1. What the official record supplied actually shows about joint FDA–FTC action

The clearest instance in the provided materials of coordinated FDA‑FTC warning letters describes six companies that were warned about illegally selling copycat food products containing delta‑8 THC; the FDA’s press release names the joint action and emphasizes public‑safety concerns tied to over 125 adverse event reports received between Jan. 1, 2021 and May 31, 2022, and it states the agencies asked those firms for written responses within 15 working days explaining how they would remediate the violations ^[1]. The FTC maintains an archive of warning letters and the FDA publishes warning letters and health‑fraud letters by year, but the specific “ten companies in 2021” figure is not documented in the supplied excerpts from those official pages ^{[2] [4] [3]}.

2. Which companies were named in the delta‑8 joint warning and why that matters

The FDA press announcement explicitly lists six recipients of the FDA–FTC warnings over delta‑8 edible products and frames the letters as enforcing the Federal Food, Drug, and Cosmetic Act because adding delta‑8 THC to conventional foods and marketing them to resemble snacks risks accidental ingestion and adverse events, particularly among children; the agencies’ public statement anchors the legal rationale and the safety data point of 125 adverse event reports in a roughly 17‑month window ^[1]. The cited materials show the agencies acting on concrete harm reports and labeling/food‑additive concerns, which is the core regulatory justification for joint FDA‑FTC consumer‑protection outreach ^{[1] [2]}.

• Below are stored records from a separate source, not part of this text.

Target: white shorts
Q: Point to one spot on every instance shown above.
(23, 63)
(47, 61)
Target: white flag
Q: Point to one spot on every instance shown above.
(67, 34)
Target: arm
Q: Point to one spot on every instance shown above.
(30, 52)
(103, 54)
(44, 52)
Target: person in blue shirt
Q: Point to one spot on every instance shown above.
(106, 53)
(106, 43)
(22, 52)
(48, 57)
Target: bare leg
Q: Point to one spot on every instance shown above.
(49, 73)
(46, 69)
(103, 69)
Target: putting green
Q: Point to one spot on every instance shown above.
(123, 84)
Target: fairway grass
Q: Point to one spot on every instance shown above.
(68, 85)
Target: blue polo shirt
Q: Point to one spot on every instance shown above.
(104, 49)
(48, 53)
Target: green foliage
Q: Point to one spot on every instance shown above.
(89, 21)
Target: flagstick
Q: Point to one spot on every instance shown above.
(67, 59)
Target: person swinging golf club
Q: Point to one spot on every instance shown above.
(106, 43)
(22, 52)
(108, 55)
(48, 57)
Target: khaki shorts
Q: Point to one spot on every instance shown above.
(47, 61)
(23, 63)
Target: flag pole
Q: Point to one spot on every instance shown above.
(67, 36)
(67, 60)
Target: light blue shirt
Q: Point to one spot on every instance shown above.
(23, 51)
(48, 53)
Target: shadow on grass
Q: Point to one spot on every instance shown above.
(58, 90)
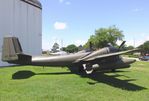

3. What the agencies asked of recipients and the near‑term follow up recorded in the sources

The joint letters requested written plans from recipients explaining corrective actions within 15 working days — a standard timeline referenced in FDA warning‑letter practice guidance and reiterated in the press release — but the supplied reporting does not include the companies’ responses or regulatory enforcement steps taken after those initial warning letters ^{[1] [3]}. The FDA’s main warning‑letter page cautions that matters described may have changed due to subsequent interaction between the agency and recipients, which underscores that a published warning letter is often the start of a process rather than a final disposition ^[3].

4. Limits of the available reporting and alternative sources readers should check

The search results include FTC and FDA warning‑letter repositories and academic analyses that tabulate and analyze warning letters over multiple years, showing the agencies issue many such letters (hundreds annually) and that categories and outcomes vary, but those resources in the packet do not provide a corroborated list of “ten” 2021 joint FDA–FTC letters nor after‑action case closures for ten firms ^{[2] [5] [6]}. To complete the record, one must consult the contemporaneous FDA and FTC press pages and the agencies’ warning‑letter archives for calendar year 2021 and then track follow‑up correspondence or enforcement actions posted later; the supplied FDLI and academic analyses illustrate how letters are studied but do not substitute for letter‑by‑letter aftercare documentation ^{[7] [6]}.

5. Bottom line and what remains unanswered

The provided government press release documents a 2022 joint FDA–FTC action that cited adverse events traced back into 2021 and named six companies who were warned about delta‑8 THC food products, and agency practice requires prompt written responses, but the claim that ten companies received joint FDA–FTC warning letters in 2021 is not supported by the supplied material and the files here do not show the subsequent, case‑level outcomes for ten companies; resolving that question requires reviewing the agencies’ 2021 warning‑letter archives and any later enforcement records or closure letters not included in the provided corpus ^{[1] [3]}.